Evening Lectures - Pensacola
Harrison Schmitt
THE TALK: 1903-1969 Wrights to Armstrong
February 18, 2016
Abstract
The first seventy years of the 20th Century saw a remarkable explosion in technology related to flight above the surface of the Earth. In 1903 at Kitty Hawk, North Carolina, the Wright Brothers demonstrated powered aircraft flight for the first time. In 1969, Neil Armstrong stepped from the Lunar Module Eagle onto the lunar surface. Between these two unique historic events, air travel became routine and space travel had left the realm of science fiction and entered reality. The scientific, economic, defense and life benefits arising from the accomplishment of these two events changed the course of the future for America and all nations.
Biography
Senator Harrison Hagan Schmitt was born in Santa Rita, New Mexico, and grew up in nearby Silver City. He received a B.S. from Caltech and a PhD in geology from Harvard. He worked in Norway as a Fulbright Scholar and also as a National Science Foundation Post-Doctorate Fellow. Selected by NASA as a Scientist-Astronaut in 1965, he earned Air Force T-38 jet pilot wings in 1966 and Navy H-13 helicopter wings in 1967. Schmitt flew in space as Apollo 17’s Lunar Module Pilot, landing in the Moon’s Valley of Taurus-Littrow, December 11, 1972. He is the only scientist and the last of 12 men to step on the Moon.
Elected to the U.S. Senate from New Mexico in 1976, Schmitt worked on legislation and New Mexico affairs related to technology, immigration, healthcare, commerce, national security and intelligence. A part of his consulting business in aerospace and earth science, he served on the President Reagan’s Foreign Intelligence Advisory Board, the Army Science Board, and the President H. W. Bush’s Ethics Commission and chaired the NASA Advisory Council from 2005 to 2008. In 1983, Schmitt became Director of Orbital Sciences Corporation, now Orbital ATK. Beginning in 1996, he taught “Resources from Space” at the University of Wisconsin-Madison and is an Associate Fellow in the Department of Engineering.

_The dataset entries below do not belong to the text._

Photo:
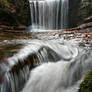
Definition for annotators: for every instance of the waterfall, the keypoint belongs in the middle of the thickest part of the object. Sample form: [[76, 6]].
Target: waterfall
[[49, 14], [43, 66]]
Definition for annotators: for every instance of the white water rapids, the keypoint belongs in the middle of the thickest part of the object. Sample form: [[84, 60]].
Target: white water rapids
[[49, 14], [62, 65]]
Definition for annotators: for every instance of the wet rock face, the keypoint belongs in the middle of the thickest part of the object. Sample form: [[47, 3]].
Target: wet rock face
[[78, 11], [86, 85]]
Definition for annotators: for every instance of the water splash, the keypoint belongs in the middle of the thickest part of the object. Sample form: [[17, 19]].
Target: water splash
[[49, 14]]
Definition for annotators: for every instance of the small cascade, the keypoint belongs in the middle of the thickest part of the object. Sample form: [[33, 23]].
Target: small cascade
[[59, 67], [49, 14]]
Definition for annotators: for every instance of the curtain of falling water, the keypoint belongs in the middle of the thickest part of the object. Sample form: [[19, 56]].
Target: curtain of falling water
[[49, 14]]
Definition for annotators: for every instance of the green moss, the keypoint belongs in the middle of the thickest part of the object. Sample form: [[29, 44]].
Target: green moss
[[86, 85]]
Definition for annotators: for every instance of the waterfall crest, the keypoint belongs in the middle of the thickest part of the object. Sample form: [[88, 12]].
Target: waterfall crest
[[49, 14]]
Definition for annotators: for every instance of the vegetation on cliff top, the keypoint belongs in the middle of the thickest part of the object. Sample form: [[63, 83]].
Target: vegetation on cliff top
[[14, 12]]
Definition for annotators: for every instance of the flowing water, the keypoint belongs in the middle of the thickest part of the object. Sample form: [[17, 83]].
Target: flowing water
[[60, 68], [46, 65], [49, 14]]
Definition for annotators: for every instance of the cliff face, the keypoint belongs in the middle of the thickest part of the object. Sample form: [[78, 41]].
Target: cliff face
[[14, 12], [78, 11]]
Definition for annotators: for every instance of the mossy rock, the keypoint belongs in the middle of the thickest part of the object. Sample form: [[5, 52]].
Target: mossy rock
[[86, 85]]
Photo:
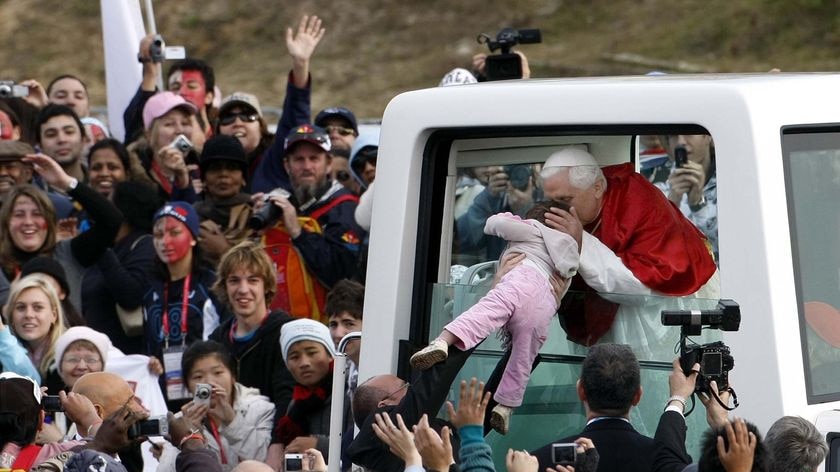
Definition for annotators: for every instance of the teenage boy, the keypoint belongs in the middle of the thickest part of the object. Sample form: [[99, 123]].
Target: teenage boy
[[246, 282]]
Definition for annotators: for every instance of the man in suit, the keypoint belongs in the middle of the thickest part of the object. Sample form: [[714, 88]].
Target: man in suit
[[609, 386]]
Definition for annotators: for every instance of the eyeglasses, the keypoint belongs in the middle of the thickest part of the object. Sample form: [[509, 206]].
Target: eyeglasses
[[403, 387], [339, 130], [245, 117], [72, 360]]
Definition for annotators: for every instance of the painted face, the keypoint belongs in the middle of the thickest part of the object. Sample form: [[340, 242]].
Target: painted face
[[342, 324], [13, 173], [105, 171], [61, 139], [172, 239], [246, 293], [697, 146], [309, 362], [223, 179], [78, 361], [245, 127], [211, 370], [71, 92], [7, 129], [169, 126], [308, 166], [341, 133], [27, 226], [33, 315], [190, 85], [587, 202]]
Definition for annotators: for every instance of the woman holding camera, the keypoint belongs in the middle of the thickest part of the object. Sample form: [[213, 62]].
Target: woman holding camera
[[167, 151], [235, 420]]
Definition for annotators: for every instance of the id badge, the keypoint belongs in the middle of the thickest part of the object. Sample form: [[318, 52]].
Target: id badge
[[175, 388]]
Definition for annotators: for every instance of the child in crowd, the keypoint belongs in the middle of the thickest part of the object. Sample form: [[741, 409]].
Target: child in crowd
[[522, 303]]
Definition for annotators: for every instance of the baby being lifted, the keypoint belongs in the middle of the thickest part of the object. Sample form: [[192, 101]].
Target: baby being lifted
[[522, 303]]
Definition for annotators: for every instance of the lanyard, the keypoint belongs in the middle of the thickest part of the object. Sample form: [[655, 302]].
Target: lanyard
[[184, 304], [164, 182]]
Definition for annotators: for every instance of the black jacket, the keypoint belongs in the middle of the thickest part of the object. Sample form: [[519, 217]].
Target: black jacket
[[619, 447], [259, 362]]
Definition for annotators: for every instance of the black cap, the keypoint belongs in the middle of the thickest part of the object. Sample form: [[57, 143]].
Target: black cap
[[222, 147], [339, 112]]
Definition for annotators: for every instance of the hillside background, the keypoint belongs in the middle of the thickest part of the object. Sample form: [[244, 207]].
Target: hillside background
[[375, 49]]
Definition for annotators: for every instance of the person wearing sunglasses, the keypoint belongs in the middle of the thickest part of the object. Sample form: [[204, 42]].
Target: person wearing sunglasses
[[241, 116], [340, 123]]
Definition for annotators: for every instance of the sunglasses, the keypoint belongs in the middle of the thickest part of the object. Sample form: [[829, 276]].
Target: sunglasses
[[245, 117], [339, 130]]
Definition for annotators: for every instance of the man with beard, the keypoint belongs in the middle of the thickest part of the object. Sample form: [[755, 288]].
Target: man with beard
[[316, 241]]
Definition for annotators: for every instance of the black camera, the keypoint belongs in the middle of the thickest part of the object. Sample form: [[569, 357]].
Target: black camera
[[51, 403], [152, 427], [270, 212], [714, 358], [680, 156], [519, 175], [507, 65], [9, 89]]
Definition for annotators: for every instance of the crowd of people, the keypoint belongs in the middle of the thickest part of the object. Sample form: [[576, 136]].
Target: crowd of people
[[228, 263]]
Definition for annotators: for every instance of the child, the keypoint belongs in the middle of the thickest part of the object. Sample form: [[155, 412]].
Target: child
[[522, 304]]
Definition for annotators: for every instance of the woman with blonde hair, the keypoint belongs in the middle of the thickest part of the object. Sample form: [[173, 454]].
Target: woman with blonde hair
[[35, 317]]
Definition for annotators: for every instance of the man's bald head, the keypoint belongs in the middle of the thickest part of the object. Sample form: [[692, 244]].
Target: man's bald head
[[377, 391], [252, 466], [108, 392]]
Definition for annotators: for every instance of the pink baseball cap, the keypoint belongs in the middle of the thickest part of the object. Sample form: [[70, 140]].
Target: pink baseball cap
[[162, 103]]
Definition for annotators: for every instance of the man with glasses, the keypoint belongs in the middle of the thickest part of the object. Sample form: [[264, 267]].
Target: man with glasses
[[340, 123]]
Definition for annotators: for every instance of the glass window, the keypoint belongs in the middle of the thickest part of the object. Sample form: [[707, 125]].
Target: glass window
[[812, 173]]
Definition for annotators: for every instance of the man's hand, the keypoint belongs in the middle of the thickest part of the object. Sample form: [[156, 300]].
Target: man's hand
[[739, 456], [301, 443], [399, 439], [567, 222], [37, 94], [716, 415], [435, 450], [521, 461], [471, 404], [680, 384], [690, 179]]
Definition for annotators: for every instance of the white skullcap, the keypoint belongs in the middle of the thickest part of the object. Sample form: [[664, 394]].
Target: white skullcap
[[570, 157], [78, 333], [305, 329], [457, 76]]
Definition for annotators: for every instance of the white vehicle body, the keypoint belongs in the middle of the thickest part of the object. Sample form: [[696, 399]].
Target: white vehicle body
[[745, 114]]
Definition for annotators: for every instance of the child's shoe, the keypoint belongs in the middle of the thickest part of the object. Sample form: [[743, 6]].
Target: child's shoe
[[435, 352], [500, 418]]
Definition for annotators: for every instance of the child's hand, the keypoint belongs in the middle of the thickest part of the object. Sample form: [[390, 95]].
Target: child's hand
[[471, 404]]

Dr. Schmitt is also a Senior Research Scientist at IHMC. Schmitt has authored “Return to the Moon; Exploration, Enterprise and Energy in the Human Exploration of Space” and numerous scientific papers. He lives in the intermountain west with his wife of over 30 years, Teresa Fitzgibbon of Los Alamos, New Mexico, and a number of four-legged canine family members.